In a presentation he billed as around the world in 18 minutes rather than 80 days, Hunt noted that:
- There's been a fair amount of hype about the US economy and, unlike previous cycles, inflation is down as demand rises. Dresdner attributes that to falling import prices on the back of the Asian crisis, so that the US has had "a free ride on the back of Asia". However, Hunt said it hadn't been completely for free as he predicted the US current account deficit would run at about 4.5 per cent of GDP next year.
- Although the market is near its peak, he said the US bubble would deflate slowly as the Federal Reserve would be extremely cautious on interest rates. "There are 130 million share-owning Americans - and it's election year!"

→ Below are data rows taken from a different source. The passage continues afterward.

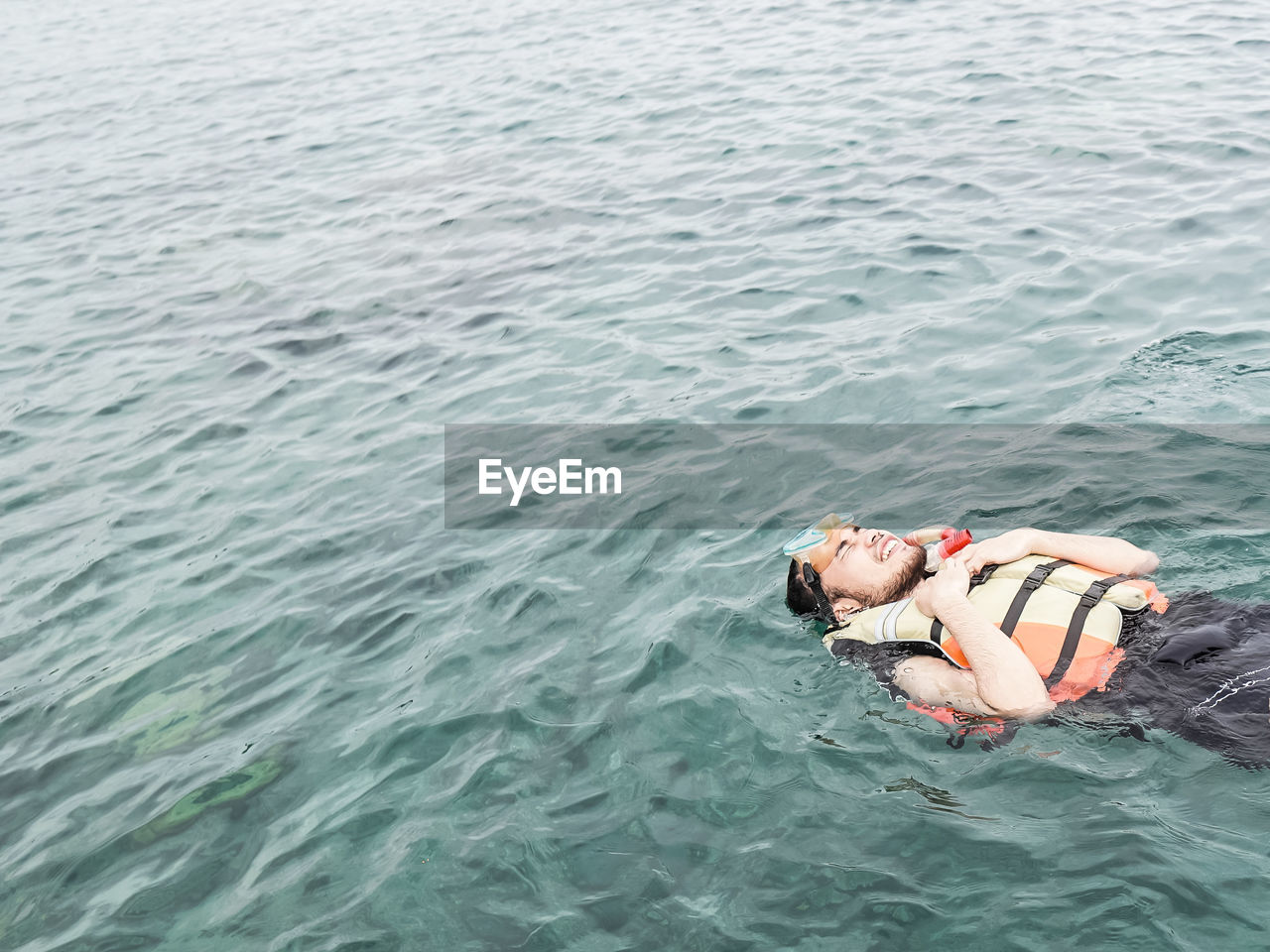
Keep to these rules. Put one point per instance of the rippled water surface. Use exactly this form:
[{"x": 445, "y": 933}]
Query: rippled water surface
[{"x": 254, "y": 255}]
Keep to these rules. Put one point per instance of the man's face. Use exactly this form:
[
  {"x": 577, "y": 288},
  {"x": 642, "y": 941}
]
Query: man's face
[{"x": 870, "y": 567}]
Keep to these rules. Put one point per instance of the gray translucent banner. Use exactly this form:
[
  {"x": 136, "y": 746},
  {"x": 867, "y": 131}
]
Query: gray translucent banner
[{"x": 737, "y": 476}]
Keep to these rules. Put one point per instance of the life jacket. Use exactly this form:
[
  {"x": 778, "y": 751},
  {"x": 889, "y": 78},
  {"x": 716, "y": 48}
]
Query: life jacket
[{"x": 1066, "y": 617}]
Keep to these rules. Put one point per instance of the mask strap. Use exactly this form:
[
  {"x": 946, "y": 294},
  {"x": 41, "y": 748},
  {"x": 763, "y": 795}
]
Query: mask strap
[{"x": 822, "y": 603}]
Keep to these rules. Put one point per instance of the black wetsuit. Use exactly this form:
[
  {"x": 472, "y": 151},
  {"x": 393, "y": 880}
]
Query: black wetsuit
[{"x": 1201, "y": 670}]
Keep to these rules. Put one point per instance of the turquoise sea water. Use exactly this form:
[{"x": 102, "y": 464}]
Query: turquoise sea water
[{"x": 253, "y": 257}]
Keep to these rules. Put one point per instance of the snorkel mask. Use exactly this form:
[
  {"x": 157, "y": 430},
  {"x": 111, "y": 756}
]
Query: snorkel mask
[{"x": 815, "y": 547}]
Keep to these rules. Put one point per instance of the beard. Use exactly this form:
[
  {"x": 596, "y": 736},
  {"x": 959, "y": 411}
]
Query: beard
[{"x": 912, "y": 571}]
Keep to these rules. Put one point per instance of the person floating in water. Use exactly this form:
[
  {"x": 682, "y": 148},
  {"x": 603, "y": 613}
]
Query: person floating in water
[{"x": 1012, "y": 626}]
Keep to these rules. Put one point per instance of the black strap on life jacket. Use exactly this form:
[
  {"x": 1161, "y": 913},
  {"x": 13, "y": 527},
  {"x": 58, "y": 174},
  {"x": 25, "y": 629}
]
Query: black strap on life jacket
[
  {"x": 1076, "y": 627},
  {"x": 976, "y": 579},
  {"x": 1032, "y": 583}
]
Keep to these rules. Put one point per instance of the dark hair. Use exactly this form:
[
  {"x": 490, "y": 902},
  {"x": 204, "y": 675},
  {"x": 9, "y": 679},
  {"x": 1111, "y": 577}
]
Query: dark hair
[{"x": 798, "y": 594}]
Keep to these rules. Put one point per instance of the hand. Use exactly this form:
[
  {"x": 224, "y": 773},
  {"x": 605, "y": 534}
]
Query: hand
[
  {"x": 928, "y": 534},
  {"x": 998, "y": 549},
  {"x": 952, "y": 581}
]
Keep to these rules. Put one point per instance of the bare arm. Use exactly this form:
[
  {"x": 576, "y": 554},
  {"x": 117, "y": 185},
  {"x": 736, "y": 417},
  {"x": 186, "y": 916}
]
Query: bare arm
[
  {"x": 1106, "y": 553},
  {"x": 1001, "y": 680}
]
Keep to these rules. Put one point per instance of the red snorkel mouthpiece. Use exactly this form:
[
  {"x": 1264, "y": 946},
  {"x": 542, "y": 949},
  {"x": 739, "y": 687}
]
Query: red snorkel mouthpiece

- Hunt said it didn't seem to be acknowledged yet that the Japanese economy was in recovery after ten years of under-performance" but just look at the evidence". He said Japan was now producing eight per cent more than at the beginning of the year, corporate cashflow had improved in the past three months and there had been a phenomenal rise of two per cent in the number of people employed.
- The implications for the rest of the world are that Japan is now absorbing its own goods and had less need to export, so export prices are up. That's good news for markets such as Germany, which compete with Japan and can therefore raise its own prices, and that flows through to a stronger Euro.